We have a shrinking political class. That will not be good for our democracy in the long run.
Already we have two offspring of past presidents serving in succession at the highest post of the land. The next presidential election could see the grandson of another former president pitted against the son of yet another one.
The Senate looks pretty much like a family-controlled corporation. We have seen a mother and her son sitting simultaneously as well as brother and sister doing the same thing. After next May’s election, that could be supplemented by half-brothers and a father-and-son tandem.
Over the years, we have seen senators stepping down to become congressmen to evade term limits, wives succeeding husbands, sons succeeding their fathers. We now have a vice-president who avoided term limits by fielding his wife in the interim, eventually succeeded by his son and, in the next election, will be deploying his daughter in the senatorial race. Yet another Aquino wants to be senator.
When the two main coalitions announced their line-ups earlier this month, many were dismayed. Not only did the two coalitions do something unheard of anywhere else: share three candidates. Old names filled both line-ups.
Many have condemned the phenomenon as dynasty building. We once tried limiting political dynasties by imposing term limits. That did not work. Ruling families simply pranced around the term limits by having kin play the game of electoral musical chairs.
We once tried to pass legislation banning political dynasties. We could not arrive at a definition of “political dynasty” in the context of freely contested elections.
Aquilino Pimentel, a senator for many terms, once upon a time led the crusade against political dynasties and grappled with legislation intended to make them extinct. His son and namesake eventually succeeded him in the Senate. He does not seem too interested in his father’s futile crusade.

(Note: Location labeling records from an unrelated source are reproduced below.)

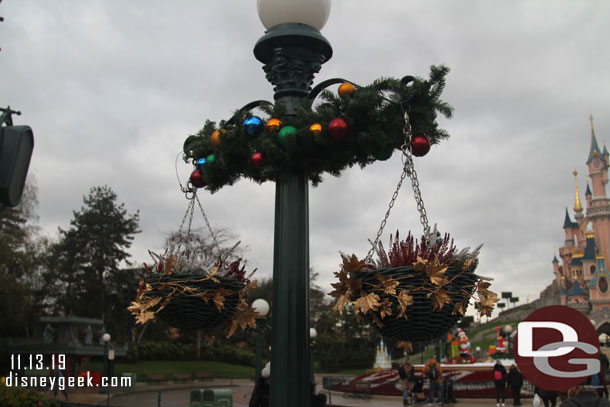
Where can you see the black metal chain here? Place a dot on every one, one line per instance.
(408, 170)
(190, 192)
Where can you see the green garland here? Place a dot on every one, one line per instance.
(374, 115)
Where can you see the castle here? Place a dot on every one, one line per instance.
(582, 280)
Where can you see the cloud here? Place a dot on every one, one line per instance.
(112, 90)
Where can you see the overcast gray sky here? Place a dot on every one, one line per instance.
(112, 89)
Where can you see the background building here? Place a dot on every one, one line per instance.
(581, 276)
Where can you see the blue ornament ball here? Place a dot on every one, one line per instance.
(253, 125)
(200, 163)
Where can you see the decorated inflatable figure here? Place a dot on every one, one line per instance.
(464, 344)
(501, 345)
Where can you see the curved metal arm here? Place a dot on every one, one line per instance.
(325, 84)
(5, 117)
(249, 106)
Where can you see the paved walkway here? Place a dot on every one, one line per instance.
(178, 395)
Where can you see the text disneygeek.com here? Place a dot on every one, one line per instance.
(60, 383)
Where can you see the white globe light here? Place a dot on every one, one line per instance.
(313, 333)
(310, 12)
(261, 307)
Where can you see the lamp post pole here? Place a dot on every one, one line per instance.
(106, 339)
(292, 53)
(508, 329)
(312, 335)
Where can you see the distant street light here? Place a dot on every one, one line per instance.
(261, 307)
(312, 335)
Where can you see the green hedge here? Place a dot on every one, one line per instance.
(23, 397)
(182, 351)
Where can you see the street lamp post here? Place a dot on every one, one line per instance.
(106, 339)
(292, 51)
(508, 329)
(261, 307)
(312, 335)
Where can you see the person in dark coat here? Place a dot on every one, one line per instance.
(499, 375)
(514, 380)
(583, 396)
(260, 394)
(549, 398)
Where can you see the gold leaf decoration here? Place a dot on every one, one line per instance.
(342, 301)
(366, 303)
(388, 284)
(461, 307)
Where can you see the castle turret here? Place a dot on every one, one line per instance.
(570, 227)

I submit the phenomenon of political dynasties is a symptom, not the cause of the malaise. The cause is a basic design flaw in our constitutional order. The flaw militates against institutionalized party contestation. It fosters personality-centered, charisma driven electoral politics.
That personality-driven electoral culture is fostered by a presidency, elected at large, wielding vast powers of patronage as well as a Senate, also elected at large, where access to a seat is based entirely on name-recall.
The last time we had a truly ideological electoral struggle was when the Partido Nacionalista battled the Partido Federalista in the twenties and thirties.
The former believed in the holy grail of independence. Better a country run like hell by Filipinos, as Quezon put it — exactly what we got.
The latter took a more pragmatic, entirely unromantic attitude. Better to have ourselves adopted as an American state than risk being overrun by our own propensity for chaos. In a country outstanding for sentimental voting, the Federalistas stood no chance.
During the 1971 Constitutional Convention, as in the convention that produced the 1935 Constitution, there was robust debate over those who preferred a presidential and those who wanted a parliamentary system. Those who preferred the presidential system constantly argued that our people wanted to elect their leader directly. They always won the day.
The commission that produced the 1987 Constitution saw advocates of the parliamentary system enjoy a slight edge most of the way. This explains why many provisions in the present Constitution are better suited to a parliamentary framework. Then someone of considerable political influence popped the question: “But what happens to Cory?” The presidential system was restored by a margin of one vote.
When I sat at the 2005 Consultative Commission on Charter Change, I proposed a radical redefinition of district representation (because the small districts were vulnerable to clan domination) and a rethinking of the first-past-the-post method for choosing territorial representatives. The sitting congressmen did not like the idea.
I argued for a shift to the parliamentary form of government because it encourages institutionalized, party-based electoral contestation. The politicians would rather talk of federalism, especially giving subnational entities first crack at revenues. I thought this was a surefire formula for fiscal meltdown.
The position I took against federalism won the first vote. With intense pressure applied, some who voted with me changed their minds. The matter was put to a vote once more. I lost the second vote. At any rate, the gallant effort to push forward constitutional renovation met strong resistance from guardians of the status quo and the draft charter was shelved.
The basic constitutional design flaw favoring personality-centered electoral politics remains. It will remain securely in place into the foreseeable future. There is no interest among the powers-that-be for constitutional renovation.
Last week, a bill proposing state subsidies for political parties progressed at the House. It offers an illusory solution to the chronic weakness of our political party system. In the end, we will be commandeering public funds to finance factions controlled by the same dynasties. Because the subsidies will be handed out to parties on the basis of their present capacity to provide counterpart funding, the same narrow political class will continue to rule forever.
In a word, this is a stupid, anti-people bill because it looks at the symptom but not the cause of what ails the democracy we are trying to build.
Nothing short of a radical constitutional renovation will address the malaise that makes our democratic system electoral but not at all popular. It masks the dynastic control of a small political class perpetuating itself by the sheer dynamics of familial branding.